A set $A$ has $n$ elements. A subset of $P$ of $A$ is chosen (with replacement) and another subset $Q$ is chosen. Find number of ways of choosing $P$ and $Q$ such that $P\cap Q=\emptyset$
If $n(P)=0$, number of subsets $Q=^nC_0+^nC_1+\cdots +^nC_n=2^n$
If $n(P)=1$, then number of subsets $Q=^nC_0+^nC_1+\cdots +^nC_{n-1}$
Adding all the cases, number of ways is $(n+1)\cdot^nC_0+n\cdot^nC_1+\cdots ^nC_n$
But answer given is $3^n$.
(I have already seen two posts on SE regarding the same question but not this method. What is the mistake I am making?)
Best Answer
For the case $n(P)=1$, you should have $${{n−1}\choose 0}+{{n−1}\choose 1}+\cdots+{{n−1}\choose {n−1}}=2^{n-1}$$ because you are not allowed to include any elements of $P$ (of which there is $1$) when you choose elements for $Q$. So in general, when $n(P)=k$, the number of possibilities for $Q$ is $${{n-k}\choose 0}+{{n-k}\choose 1}+\cdots+{{n-k}\choose{n-k}}=2^{n-k}$$ because there are $k$ elements (the elements of $P$) that you must exclude when choosing elements for $Q$.

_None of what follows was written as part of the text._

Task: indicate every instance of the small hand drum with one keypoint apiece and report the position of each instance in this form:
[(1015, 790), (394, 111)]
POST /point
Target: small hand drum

Now when you add all the cases, it's not clear where the numbers are coming from. How do you get the coefficients $n+1$ and $n$ and so on? You should add up over all the cases (which are disjoint) the number of possibilities for $P$ times the number of possibilities for $Q$. When $n(P)=k$, there are $n \choose k$ possibilities for what the set $P$ is. We already computed that there are $2^{n-k}$ possibilities for $Q$ given $P$. So in total there are ${n\choose k}\cdot 2^{n-k}$ possibilities for $P$ and $Q$ when $n(P)=k$. So the answer is $$\sum_{k=0}^n{n\choose k}\cdot 2^{n-k}=3^k.$$ (You can use the binomial theorem to compute this sum.)